Cumhurbaşkanı Recep Tayyip Erdoğan, Beştepe Millet Kongre ve Kültür Merkezi’nde düzenlenen 1. Dönem Hakim ve Savcı Yardımcıları Eğitimi Açılış Töreni’nde konuştu. Törenin hayırlara vesile olmasını dileyen Cumhurbaşkanı Erdoğan, yargı faaliyetlerinin gücünü ve itibarını hukukçunun ehliyetinden, adalete bağlılık gibi üstün ahlaki değerlerinden aldığını kaydetti. Bu hakikat temelinde güven veren adalet için etkin eğitim anlayışıyla adalet akademisini yenilediklerini, güçlendirdiklerini, imkanlarını genişlettiklerini aktaran Erdoğan, "Yargı sistemimizin bel kemiğini oluşturan hakim ve savcılarımızın en iyi şekilde yetişmeleri, görevlerini layıkıyla yapabilmeleri noktasında hiçbir fedakarlıktan kaçınmadık, kaçınmıyoruz. Hakim ve savcı yardımcılığı müessesesi bu inançla sürdürülen bir fikri takibin ve arayışın ürünüdür. Bakınız; bugün ülkemizde hukuk öğrenimi görmüş önemli sayıda insan, hukuk eğitimi veren önemli sayı ve çeşitlilikte kurumlarımız, fakültelerimiz var. Son 22 yılda avukat, noter, hukuk eğitimi görmüş personel ve hakim savcı sayılarında kayda değer bir artış sağladık. 2002 yılında 9 bin civarında olan hakim, savcı sayımız neredeyse 3 kata yakın bir artışla bugün 25 bine yaklaştı. Hiç şüphesiz bu sayısal büyümeye, kalitenin de eşlik etmesi, niceliğin, nitelikle desteklenmesi önemlidir. Bu bakımdan adaletin tecellisine, nezaret edenlerin eğitimi yetiştirilmesi ayrı ve başlı başına mühim bir meseledir” değerlendirmesini yaptı.

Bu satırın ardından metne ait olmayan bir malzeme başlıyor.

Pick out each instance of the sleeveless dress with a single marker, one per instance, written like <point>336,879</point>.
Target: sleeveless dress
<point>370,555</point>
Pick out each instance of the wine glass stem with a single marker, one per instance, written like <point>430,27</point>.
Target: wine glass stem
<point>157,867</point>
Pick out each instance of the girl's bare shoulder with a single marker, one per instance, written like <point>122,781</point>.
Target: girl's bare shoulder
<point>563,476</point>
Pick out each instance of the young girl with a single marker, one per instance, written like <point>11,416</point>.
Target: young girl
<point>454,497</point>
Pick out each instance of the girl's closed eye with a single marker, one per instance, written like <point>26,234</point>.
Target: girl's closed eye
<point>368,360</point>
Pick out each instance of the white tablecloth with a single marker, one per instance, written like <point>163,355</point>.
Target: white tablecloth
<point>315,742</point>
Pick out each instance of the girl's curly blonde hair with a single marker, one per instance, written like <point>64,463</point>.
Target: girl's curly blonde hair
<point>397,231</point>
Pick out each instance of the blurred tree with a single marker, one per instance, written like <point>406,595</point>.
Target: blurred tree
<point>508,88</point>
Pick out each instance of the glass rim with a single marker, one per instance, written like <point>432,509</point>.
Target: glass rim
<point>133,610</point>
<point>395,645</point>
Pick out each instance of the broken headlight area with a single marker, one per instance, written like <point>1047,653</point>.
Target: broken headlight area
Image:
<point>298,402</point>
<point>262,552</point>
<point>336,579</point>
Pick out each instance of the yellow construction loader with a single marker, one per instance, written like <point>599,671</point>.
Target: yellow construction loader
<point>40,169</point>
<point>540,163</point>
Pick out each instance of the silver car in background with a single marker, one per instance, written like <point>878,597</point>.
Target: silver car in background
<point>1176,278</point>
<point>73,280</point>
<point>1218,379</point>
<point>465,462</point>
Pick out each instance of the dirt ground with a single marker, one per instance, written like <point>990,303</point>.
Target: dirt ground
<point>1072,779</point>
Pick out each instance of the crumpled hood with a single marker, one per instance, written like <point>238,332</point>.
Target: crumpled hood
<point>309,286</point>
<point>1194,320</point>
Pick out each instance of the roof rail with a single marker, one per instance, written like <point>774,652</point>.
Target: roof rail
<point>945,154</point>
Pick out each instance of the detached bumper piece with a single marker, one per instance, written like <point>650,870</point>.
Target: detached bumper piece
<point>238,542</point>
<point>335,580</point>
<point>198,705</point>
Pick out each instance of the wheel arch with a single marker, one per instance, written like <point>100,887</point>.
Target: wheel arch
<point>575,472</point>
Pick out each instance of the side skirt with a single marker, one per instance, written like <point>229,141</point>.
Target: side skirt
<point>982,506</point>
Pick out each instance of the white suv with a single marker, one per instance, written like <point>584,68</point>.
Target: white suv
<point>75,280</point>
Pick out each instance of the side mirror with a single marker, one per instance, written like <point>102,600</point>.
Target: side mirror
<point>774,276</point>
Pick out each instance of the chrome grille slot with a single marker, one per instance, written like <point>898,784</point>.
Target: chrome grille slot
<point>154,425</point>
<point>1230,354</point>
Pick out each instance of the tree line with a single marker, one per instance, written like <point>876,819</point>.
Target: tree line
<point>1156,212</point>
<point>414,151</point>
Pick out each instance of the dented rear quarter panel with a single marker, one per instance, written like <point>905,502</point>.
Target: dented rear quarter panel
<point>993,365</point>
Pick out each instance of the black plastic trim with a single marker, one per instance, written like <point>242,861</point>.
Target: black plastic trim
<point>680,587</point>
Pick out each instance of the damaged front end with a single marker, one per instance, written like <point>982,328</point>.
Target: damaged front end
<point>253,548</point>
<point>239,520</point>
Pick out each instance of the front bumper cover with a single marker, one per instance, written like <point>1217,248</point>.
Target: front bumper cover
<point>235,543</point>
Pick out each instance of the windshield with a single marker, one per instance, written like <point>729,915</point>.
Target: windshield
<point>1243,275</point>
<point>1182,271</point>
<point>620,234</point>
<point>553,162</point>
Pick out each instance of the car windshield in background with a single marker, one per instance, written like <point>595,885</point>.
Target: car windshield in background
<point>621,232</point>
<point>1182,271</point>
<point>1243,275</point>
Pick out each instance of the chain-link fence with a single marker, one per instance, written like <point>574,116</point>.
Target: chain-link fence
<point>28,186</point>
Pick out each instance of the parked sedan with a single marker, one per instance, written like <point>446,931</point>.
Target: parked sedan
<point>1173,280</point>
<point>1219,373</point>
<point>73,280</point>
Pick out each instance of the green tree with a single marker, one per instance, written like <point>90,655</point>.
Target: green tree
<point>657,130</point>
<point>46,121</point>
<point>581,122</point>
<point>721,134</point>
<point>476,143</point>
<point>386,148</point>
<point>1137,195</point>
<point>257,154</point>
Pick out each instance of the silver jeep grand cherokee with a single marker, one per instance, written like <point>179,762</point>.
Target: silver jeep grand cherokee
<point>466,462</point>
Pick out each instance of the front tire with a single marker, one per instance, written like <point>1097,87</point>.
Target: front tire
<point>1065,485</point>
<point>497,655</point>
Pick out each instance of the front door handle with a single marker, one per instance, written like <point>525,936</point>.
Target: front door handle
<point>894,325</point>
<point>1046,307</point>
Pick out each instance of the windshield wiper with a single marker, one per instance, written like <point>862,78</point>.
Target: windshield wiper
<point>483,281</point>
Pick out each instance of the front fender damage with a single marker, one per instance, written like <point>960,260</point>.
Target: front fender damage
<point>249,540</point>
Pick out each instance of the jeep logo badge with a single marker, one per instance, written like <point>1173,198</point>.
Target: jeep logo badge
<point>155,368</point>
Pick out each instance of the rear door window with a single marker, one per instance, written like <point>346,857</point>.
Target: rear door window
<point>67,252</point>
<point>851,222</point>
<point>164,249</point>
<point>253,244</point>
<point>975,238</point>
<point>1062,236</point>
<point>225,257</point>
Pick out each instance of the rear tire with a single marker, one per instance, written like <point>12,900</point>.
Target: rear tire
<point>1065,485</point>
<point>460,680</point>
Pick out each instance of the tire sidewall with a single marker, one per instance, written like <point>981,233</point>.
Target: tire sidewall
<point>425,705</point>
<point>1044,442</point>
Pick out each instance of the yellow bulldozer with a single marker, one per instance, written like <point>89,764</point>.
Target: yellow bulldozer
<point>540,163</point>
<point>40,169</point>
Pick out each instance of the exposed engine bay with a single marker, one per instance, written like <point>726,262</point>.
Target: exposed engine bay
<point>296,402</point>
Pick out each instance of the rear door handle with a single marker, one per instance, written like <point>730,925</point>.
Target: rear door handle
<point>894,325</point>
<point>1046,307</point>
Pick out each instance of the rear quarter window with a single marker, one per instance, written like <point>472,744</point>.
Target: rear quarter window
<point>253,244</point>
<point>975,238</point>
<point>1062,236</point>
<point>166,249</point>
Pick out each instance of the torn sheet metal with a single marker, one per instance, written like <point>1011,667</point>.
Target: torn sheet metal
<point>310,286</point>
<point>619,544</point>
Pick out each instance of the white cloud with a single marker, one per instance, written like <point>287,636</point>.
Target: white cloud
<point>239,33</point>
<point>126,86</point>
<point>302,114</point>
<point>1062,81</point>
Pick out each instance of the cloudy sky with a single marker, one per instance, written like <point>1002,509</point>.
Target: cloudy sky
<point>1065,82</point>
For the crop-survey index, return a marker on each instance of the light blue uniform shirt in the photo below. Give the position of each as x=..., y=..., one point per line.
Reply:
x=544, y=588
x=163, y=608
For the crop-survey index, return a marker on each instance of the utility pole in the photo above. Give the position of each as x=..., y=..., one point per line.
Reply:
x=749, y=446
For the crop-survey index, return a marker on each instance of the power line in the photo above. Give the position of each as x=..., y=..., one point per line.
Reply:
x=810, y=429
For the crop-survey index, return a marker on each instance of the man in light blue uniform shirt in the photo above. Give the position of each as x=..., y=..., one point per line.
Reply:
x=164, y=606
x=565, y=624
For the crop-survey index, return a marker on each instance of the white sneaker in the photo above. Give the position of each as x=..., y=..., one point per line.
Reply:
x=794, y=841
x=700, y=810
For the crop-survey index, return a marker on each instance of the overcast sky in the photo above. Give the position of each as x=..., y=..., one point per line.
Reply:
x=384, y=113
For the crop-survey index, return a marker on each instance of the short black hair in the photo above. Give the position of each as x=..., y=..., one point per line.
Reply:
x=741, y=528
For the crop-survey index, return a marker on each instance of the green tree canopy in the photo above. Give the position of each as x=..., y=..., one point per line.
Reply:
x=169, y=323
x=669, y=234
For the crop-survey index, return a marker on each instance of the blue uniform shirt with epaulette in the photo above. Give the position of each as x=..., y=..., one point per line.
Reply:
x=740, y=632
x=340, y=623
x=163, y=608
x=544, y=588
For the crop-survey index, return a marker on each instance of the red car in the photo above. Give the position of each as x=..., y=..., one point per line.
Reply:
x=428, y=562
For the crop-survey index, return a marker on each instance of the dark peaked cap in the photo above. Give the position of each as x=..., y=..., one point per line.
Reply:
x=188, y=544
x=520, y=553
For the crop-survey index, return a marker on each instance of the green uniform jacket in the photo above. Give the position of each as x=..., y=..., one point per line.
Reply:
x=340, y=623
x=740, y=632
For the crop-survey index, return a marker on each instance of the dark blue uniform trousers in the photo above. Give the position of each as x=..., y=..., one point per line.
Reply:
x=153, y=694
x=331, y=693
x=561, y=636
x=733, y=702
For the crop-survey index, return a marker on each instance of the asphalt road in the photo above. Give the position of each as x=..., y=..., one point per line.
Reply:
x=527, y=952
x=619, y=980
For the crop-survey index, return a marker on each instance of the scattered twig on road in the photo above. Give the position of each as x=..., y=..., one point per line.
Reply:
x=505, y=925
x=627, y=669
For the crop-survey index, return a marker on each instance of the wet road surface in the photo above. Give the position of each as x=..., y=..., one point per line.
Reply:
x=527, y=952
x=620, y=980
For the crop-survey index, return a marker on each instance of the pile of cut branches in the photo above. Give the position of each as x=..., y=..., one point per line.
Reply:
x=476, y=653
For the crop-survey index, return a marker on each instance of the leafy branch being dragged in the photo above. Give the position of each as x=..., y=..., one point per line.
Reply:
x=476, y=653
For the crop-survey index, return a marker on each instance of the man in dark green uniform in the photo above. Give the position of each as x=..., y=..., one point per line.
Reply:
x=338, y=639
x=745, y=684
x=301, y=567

Hukukun belli ölçüde kurumsallaştığını, artık gelenekselleşmiş bir eğitimden, bu eğitimin bir metodolojisinden söz edebileceğini belirten Erdoğan, "Ancak bu eğitimin iyi bir hakim, iyi bir savcı veya iyi bir avukat olarak temayüz etmesinin garantisi olmadığını yine hepimiz biriz. Şu ayrımı evvel emirde çok iyi yapmamız şarttır. Hukuk fakülteleri, ideal ve mevzu hukuku öğretir. Mesleki bilgi, beceri ve yeterlilik ise fakülte eğitimini aşan bir çabayı gerektirir. Mesleki olgunluk ve yeterlilik bizzat o mesleği icra ederek gelişen melekelerdir. Bilgiyi hikmet ve irfanla buluşturan değerlerdir” dedi.

Değerler ile arasında bağ kurmayı sağlayan köprünün tecrübe olduğunu söyleyen Erdoğan, "Hazreti Mevlana’ya atfedilen bir sözde bu ayrım şöyle anlatılıyor. Gençlerin aynada göremediklerini yaşlılar bir tuğla parçasında okurlar. Evet, artık bilgiye erişmek çok kolay. Cep telefonu veya bilgisayardan istediğiniz bilgiye süratle ulaşabiliyoruz. Ama tecrübe ve bilgelik insanı malumat yığını arasında yolunu kaybetmekten koruyan bir rehber olma vasfını halen koruyor. Hakim ve savcı yardımcılığı mekanizmasıyla biz işte bu dengeyi tutturmaya, bilgiyle tecrübeyi harmanlamaya çalışıyoruz" diye konuştu.

"Yeni yetiştirme modelimizle sizlerin ve sizden sonra geleceklerin mesleğe en iyi şekilde hazırlanmasını amaçlıyoruz"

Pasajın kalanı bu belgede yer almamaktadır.